Na decisão, publicada no dia 5 de julho, o juiz Thiago Balbi Guargana fixou indenização por danos morais de R$ 100 mil para cada um dos quatro familiares, totalizando R$ 400 mil.
O caso
A ação movida contra o Estado detalha que Lygia foi atingida durante uma perseguição policial na Avenida Conselheiro Rosa e Silva, na Tamarineira, no dia 28 de dezembro de 2007. Na ocasião, policiais estariam perseguindo um grupo criminoso, suspeito de roubar dois veículos naquele dia.
Durante a ação, um dos disparos efetuados pelos policiais atingiu Lygia enquanto ela descia do seu carro. Ela faleceu poucos meses depois, em fevereiro de 2008, após intervençöes cirúrgicas e internações.
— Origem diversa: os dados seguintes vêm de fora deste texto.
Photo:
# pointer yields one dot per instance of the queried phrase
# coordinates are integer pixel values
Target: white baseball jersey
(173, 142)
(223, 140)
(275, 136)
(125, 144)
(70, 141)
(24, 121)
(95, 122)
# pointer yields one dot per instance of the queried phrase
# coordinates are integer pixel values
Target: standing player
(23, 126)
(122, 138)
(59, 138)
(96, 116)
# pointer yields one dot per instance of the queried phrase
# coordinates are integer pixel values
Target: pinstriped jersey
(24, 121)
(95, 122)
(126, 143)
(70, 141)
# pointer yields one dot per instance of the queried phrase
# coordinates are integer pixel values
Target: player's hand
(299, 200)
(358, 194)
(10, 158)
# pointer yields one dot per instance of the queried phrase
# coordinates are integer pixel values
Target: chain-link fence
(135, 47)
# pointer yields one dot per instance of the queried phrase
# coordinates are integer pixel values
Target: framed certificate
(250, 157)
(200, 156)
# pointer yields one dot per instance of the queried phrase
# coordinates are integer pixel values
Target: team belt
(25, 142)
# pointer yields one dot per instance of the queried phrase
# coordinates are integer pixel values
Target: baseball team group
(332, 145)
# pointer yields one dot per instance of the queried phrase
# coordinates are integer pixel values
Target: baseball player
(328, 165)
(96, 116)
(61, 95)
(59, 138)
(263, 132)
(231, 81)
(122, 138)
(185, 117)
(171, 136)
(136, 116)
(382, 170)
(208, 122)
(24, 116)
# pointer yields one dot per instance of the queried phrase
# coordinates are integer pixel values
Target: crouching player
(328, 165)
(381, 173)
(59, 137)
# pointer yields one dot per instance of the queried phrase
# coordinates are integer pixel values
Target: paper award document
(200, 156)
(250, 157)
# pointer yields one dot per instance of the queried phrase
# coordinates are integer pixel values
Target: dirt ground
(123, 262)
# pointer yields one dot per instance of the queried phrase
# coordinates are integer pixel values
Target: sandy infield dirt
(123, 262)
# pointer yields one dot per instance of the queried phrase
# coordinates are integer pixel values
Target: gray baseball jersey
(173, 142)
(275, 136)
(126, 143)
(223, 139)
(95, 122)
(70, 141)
Segundo reportagens feitas sobre o incidente na época, o grupo era formado por seis homens e uma adolescente, que estava grávida. Um dos suspeitos também teria sido atingido e foi encaminhado ao Hospital da Restauração, no Recife.
Desenrolar do processo
O Estado de Pernambuco argumentou em favor da falta de prova inequívoca de provas de que a bala teria partido da arma dos policiais. Na defesa, foi sustentado que a atuação dos policiais ocorreu no estrito cumprimento do dever legal.
Ao longo da tramitação, a família apresentou um laudo de perícia balística que concluiu que o projétil retirado do corpo de Lygia havia sido disparado por uma pistola Taurus calibre .40, pertencente a um policial militar.
Sentença
No documento, o juiz afirma que a perícia técnica impediu que fosse considerada a alegação de que os disparos tivesse sido efetuados por um dos meliantes.
De acordo com a autoridade, "a vítima era uma cidadã comum, em atividade cotidiana (indo à farmácia), que teve sua vida ceifada por um erro de execução na atuação estatal".
Em nota, a Procuradoria-Geral do Estado informou que ainda não foi intimada da sentença e que analisará a possibilidade de recorrer.